Germanwings Airline Crash: Information On Aviation Accidents Available From The I.I.I.Insurance Information Institute

Reporters with questions about the potential insurance implications arising from the crash of German airliner Germanwings, can contact the Insurance Information Institute (I.I.I.).

Germanwings, a Cologne-based affiliate of Lufthansa, which until now had no record of fatal accidents, crashed near a ski resort in the French Alps, killing all 150 people on board. Flight 4U9525 was en route to Düsseldorf, Germany, from Barcelona, Spain, and likely included citizens of France, Spain and Turkey.

Despite the  tragic loss, commercial aviation worldwide is safe and getting safer.

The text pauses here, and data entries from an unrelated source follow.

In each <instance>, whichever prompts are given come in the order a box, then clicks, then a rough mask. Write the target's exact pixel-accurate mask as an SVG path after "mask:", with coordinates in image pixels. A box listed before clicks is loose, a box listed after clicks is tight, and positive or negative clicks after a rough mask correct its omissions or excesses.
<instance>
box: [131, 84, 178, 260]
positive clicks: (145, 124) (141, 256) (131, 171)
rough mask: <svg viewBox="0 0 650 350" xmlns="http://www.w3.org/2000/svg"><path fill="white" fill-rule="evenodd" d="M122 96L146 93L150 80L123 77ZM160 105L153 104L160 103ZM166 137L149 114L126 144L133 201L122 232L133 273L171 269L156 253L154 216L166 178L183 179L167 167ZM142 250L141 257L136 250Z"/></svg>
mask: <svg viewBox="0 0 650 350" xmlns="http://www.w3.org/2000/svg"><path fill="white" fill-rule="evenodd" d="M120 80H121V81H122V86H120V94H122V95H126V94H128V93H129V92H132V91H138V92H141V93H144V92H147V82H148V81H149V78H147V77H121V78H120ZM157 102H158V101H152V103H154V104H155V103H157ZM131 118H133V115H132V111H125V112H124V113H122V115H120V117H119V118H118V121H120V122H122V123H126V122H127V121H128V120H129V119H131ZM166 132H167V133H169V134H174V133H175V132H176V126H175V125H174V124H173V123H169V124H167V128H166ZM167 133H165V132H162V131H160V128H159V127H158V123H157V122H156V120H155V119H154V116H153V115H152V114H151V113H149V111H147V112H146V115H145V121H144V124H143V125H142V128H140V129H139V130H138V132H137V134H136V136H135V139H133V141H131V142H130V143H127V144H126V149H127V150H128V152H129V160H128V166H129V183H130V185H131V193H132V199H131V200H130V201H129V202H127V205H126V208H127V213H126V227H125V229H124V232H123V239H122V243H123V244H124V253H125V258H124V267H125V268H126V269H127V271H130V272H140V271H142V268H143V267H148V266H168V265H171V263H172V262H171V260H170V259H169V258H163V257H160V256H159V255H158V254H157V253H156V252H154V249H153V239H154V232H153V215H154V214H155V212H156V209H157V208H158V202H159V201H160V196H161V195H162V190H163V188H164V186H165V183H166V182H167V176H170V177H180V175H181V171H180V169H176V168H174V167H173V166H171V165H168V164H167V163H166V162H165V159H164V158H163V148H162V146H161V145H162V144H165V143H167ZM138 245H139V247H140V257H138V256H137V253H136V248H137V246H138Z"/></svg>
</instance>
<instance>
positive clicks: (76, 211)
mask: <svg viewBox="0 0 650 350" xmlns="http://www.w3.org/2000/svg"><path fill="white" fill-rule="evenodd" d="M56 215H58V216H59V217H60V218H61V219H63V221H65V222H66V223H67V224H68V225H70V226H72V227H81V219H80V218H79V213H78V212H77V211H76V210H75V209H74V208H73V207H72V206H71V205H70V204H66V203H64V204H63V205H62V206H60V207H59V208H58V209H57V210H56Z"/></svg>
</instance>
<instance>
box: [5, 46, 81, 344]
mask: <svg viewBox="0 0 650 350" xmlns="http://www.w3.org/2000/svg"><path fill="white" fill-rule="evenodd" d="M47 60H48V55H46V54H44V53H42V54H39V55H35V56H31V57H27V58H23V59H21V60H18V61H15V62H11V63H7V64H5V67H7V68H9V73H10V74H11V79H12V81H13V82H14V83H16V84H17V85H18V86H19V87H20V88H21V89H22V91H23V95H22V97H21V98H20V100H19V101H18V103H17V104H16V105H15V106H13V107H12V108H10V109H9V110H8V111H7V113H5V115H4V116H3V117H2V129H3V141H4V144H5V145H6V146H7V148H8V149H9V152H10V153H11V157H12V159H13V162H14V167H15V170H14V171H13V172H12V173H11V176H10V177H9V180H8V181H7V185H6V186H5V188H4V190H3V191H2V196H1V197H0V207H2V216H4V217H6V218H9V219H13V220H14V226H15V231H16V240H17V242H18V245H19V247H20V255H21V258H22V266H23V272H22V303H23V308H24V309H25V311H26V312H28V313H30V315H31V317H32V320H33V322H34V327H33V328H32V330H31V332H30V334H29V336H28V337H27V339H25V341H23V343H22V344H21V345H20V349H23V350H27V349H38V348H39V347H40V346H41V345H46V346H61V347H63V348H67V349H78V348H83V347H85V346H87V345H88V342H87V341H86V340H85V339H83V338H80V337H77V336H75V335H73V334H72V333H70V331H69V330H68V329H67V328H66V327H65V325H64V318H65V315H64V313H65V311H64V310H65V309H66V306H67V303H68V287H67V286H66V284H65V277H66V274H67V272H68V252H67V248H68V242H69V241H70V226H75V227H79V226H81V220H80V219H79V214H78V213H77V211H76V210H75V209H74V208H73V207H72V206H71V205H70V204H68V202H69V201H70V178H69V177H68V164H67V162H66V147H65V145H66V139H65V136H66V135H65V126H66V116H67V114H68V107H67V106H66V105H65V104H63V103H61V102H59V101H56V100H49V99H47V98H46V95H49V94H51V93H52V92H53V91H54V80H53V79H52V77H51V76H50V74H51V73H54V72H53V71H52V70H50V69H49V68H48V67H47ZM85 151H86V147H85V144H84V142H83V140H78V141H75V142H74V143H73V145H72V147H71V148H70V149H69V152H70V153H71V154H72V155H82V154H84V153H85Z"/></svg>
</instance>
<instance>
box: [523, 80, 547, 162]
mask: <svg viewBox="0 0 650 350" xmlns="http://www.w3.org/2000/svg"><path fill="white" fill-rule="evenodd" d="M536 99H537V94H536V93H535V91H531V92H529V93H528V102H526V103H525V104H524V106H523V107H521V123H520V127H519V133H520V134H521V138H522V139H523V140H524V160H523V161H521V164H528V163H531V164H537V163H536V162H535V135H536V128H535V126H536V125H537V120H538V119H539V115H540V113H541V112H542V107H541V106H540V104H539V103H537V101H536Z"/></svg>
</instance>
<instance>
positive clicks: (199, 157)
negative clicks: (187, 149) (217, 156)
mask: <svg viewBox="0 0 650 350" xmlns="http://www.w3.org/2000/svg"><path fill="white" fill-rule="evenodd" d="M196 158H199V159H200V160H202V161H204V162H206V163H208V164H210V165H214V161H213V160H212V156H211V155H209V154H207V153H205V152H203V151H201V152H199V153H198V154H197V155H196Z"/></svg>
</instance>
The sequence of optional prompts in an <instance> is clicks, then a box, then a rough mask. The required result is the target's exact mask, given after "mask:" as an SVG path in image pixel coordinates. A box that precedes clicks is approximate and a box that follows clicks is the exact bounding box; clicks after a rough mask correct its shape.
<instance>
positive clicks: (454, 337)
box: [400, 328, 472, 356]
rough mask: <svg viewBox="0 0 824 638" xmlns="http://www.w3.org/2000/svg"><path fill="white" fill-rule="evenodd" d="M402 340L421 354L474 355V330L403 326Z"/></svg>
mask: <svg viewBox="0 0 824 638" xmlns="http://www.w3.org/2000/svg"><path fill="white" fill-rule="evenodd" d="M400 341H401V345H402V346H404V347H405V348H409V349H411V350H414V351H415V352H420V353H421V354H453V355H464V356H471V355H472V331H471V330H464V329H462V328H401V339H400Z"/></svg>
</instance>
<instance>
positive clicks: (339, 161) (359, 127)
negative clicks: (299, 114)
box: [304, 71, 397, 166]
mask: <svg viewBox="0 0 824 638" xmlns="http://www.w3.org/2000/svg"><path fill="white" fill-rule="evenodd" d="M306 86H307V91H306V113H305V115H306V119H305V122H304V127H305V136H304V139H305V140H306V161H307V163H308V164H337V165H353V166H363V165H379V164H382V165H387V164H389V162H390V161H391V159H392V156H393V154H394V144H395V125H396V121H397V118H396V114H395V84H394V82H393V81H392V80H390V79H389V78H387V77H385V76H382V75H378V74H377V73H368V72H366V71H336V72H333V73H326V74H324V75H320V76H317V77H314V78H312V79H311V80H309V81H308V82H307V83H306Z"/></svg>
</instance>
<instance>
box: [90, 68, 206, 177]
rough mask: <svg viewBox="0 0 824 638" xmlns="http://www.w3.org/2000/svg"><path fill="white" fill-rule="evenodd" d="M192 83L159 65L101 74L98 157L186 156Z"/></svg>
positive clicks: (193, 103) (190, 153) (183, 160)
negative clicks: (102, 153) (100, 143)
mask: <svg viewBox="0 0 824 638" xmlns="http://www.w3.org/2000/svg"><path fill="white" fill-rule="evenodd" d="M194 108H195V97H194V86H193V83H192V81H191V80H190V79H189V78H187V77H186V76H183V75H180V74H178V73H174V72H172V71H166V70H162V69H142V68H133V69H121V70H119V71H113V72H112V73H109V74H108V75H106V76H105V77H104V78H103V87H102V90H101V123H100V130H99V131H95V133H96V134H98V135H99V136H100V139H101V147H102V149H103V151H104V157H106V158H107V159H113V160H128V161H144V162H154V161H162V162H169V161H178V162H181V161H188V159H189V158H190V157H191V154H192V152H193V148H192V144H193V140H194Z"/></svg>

In 2014, more than 3.3 billion people flew safely on 38.0 million flights, according to the International Air Transport Association. There were 73 commercial aviation accidents in 2014 (on eastern and western built aircraft), down from 81 in 2013.

The global accident rate (as measured by the rate of hull losses on western built jets) was 0.23 in 2014, or about one accident for every 4.4 million flights—the lowest rate in history. The 2013 accident rate was 0.41. (A hull loss is an accident in which the aircraft is destroyed or substantially damaged and is not subsequently repaired.)

Last summer, a Malaysia Airlines jet shot down over Ukraine on July 17 became the seventh deadliest crash in history, with 298 fatalities. This crash is not counted in the commercial aviation accident statistics because of the circumstances surrounding the plane’s demise. Malaysia Airlines Flight 370, which was flying to Beijing disappeared on March 8, 2014, with 239 passengers on board.

The deadliest world aviation accident was the collision of two Boeing 747 passenger planes on the runway of an airport in the Spanish island of Tenerife in 1977. The crash resulted in the deaths of 583 out of 644 passengers according to the Geneva-based Aircraft Crashes Record Office’s list of Worst Aviation Accidents.